Fanhome's dackle checks in with his sim...
--posted by TangoTiger at 05:38 PM EDT


Posted 12:21 a.m., August 19, 2003 (#1) - Jeff
  If the Royals have a 70% chance of winning their division, then the Braves must have, oh, a 140% chance of winning theirs.

Posted 12:35 a.m., August 19, 2003 (#2) - Noffs
  BP's seem more reasonable to me...

Posted 12:39 a.m., August 19, 2003 (#3) - kamatoa
  I still think Dackle's got the Yankees overranked - even at five games back, the Red Sox offense is better than the Yanks', and New York's pitching has started to lose some wheels. I doubt they'll put another two games on Boston, as Dackle predicts. Converted into odds, Dackle has 13-to-1 against Boston taking the division. Although I'm not sure if the Sox can squeeze out all five games, that would be a tempting bet to take.

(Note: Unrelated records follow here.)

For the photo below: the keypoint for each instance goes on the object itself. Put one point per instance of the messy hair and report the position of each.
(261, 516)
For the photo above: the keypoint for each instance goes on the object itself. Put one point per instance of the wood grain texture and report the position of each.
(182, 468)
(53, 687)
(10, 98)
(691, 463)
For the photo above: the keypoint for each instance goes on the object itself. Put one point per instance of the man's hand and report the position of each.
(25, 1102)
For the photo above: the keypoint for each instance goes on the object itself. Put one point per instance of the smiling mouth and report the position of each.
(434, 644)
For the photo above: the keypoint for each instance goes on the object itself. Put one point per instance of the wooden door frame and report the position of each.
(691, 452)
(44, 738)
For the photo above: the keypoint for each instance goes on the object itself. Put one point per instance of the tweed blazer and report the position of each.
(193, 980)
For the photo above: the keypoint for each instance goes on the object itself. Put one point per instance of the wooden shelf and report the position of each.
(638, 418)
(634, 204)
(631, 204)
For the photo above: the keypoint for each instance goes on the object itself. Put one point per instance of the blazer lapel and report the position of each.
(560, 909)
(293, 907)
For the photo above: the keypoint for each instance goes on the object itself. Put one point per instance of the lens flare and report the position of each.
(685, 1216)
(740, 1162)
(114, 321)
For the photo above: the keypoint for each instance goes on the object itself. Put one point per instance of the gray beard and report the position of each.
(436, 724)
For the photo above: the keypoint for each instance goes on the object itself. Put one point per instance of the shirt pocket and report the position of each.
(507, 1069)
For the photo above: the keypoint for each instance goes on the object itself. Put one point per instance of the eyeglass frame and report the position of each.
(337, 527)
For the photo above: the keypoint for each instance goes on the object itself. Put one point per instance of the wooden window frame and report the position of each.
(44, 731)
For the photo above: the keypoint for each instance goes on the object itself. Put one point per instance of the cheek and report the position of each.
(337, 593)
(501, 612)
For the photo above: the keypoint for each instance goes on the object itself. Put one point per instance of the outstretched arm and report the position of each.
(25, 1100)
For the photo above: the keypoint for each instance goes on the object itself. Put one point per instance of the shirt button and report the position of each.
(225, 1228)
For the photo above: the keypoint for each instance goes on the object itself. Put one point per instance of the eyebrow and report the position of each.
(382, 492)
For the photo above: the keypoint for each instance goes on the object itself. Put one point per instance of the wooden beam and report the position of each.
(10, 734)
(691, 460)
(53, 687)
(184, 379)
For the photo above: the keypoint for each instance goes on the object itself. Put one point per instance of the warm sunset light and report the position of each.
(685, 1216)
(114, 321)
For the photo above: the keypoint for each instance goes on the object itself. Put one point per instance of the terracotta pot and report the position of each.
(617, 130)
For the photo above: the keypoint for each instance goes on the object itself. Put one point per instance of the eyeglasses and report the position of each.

Posted 3:40 a.m., August 19, 2003 (#4) - Mark
  The Red Sox (71-53) have a 58.6% chance of taking the wild card, and the A's (71-53) have a 28.6% chance? And the Phillies are at 62.5% of winning the wild card, and the Marlins 20.4%, when the Phillies are 0.5 games up? There must be some serious strength-of-schedule effects going on here.

Posted 8:37 a.m., August 19, 2003 (#5) - Scoriano
  Yanksare +5.5 and 6 in the loss column. They also have all their Tiger games left (the Red Sox were, IIRC, 9-1 vs. Detroit and are finished with them).

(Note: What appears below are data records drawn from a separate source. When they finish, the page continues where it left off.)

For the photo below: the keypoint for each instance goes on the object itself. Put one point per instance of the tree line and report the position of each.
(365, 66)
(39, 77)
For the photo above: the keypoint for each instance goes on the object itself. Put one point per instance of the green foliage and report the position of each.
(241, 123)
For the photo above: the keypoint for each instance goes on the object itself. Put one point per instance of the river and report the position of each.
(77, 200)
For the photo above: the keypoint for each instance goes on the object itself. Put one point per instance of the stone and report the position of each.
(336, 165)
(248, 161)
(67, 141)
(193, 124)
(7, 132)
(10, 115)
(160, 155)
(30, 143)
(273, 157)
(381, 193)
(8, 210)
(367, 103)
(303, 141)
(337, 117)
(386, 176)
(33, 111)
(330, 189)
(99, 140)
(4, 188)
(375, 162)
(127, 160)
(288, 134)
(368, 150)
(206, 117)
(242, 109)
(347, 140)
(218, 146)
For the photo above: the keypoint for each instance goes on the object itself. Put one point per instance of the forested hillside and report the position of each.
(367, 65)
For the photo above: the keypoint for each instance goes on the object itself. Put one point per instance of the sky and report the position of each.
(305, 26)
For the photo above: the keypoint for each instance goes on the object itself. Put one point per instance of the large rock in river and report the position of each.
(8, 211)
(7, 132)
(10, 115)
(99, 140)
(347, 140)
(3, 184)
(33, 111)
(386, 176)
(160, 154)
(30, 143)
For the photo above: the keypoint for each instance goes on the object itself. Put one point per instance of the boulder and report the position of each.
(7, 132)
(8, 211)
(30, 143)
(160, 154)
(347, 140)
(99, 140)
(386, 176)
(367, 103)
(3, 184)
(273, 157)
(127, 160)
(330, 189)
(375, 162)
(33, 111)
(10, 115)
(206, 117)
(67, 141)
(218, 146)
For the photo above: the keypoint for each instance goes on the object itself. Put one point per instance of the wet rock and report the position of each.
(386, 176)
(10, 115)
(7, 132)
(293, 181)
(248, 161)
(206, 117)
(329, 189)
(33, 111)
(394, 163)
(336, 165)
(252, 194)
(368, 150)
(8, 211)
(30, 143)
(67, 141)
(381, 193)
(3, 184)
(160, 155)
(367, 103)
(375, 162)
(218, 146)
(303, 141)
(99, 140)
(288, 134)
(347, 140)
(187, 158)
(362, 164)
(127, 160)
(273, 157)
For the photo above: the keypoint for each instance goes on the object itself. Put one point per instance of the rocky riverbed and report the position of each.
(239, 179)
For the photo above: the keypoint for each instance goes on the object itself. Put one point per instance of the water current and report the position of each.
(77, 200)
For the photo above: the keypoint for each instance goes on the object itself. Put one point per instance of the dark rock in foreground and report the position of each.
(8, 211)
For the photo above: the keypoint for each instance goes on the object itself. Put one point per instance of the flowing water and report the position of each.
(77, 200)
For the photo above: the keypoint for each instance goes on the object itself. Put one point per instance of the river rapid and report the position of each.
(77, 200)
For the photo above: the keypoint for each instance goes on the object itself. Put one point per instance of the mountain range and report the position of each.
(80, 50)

Posted 11:28 a.m., August 19, 2003 (#6) - tangotiger
  It's worth noting that BP and Dackle offer very close odds for everything except the 2 central divisions.

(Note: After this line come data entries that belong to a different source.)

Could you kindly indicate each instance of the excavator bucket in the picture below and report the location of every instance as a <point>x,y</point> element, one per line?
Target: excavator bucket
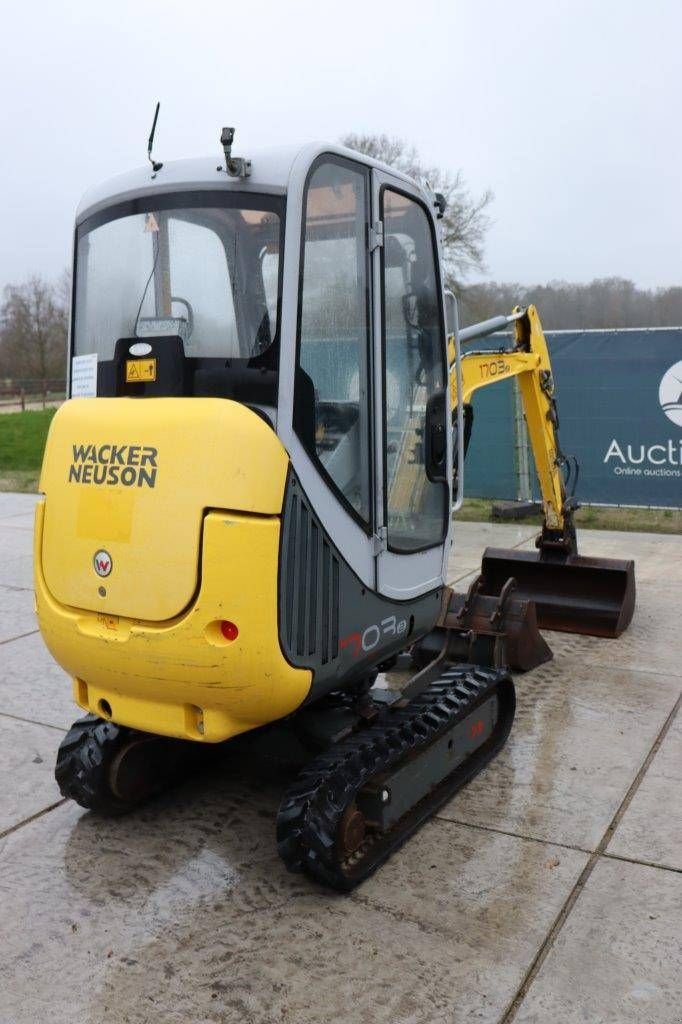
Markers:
<point>592,596</point>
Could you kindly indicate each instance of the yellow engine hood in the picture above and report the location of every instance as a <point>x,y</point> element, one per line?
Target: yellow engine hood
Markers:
<point>127,482</point>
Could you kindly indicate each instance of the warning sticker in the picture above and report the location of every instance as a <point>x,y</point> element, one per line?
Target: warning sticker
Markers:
<point>140,371</point>
<point>84,376</point>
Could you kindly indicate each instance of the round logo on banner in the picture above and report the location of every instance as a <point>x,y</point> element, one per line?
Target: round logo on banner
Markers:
<point>670,393</point>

The differences between approaches are:
BP: head-to-head matchups do not have binary approaches
Dackle: does not do a good job at valuing a team's true talent level

What does this mean? As long as the number of games remaining is large enough, the BP estimates are more reliable. However, as soon as you've got say 20 games left, the BP estimate would have to be discarded, and Dackle's estimates would take precedence. You can't have the possibility as BP has it that the Yanks and Redsox can win the same game and hope it evens out over such a small number of remaining games.

Posted 12:58 p.m., August 19, 2003 (#7) - Matthew(e-mail) (homepage)
  Mark,

I just did a side-by-side comparison of the Marlins and Phillies remaining schedule. Removing common matchups and head-to-head games, here are the differences in their schedules:

Florida Away: Colorado 3 games, San Francisco 3
Florida Home: Montreal 2, Pittsburgh 3

Philadelphia Away: Montreal 1, Milwaukee 3, St. Louis 3
Phila. Home: Boston 1, New York Mets 1, Cincinnati 3

It appears to me that Philadelphia's away schedule is easier than Florida's (Colorado is 41-19 at home this year), thus accounting for the strength of schedule effect you've observed.

Posted 2:37 p.m., August 19, 2003 (#8) - Minnesota Twins
  We'll stick with Baseball Prospectus, thank you very much.

Posted 3:20 p.m., August 19, 2003 (#9) - Mark
  Matthew: Interesting, it's still amazing that the SoS effect is so strong (more than tripling the chance, given virtually identical records). Also I think Colorado's home record is a bit of a mirage, and SF hasn't been playing all that well lately. I notice the Baseball Prospectus projections have slightly more favorable, but still similar, numbers: 60.4% for Philly and 29.4% for Florida.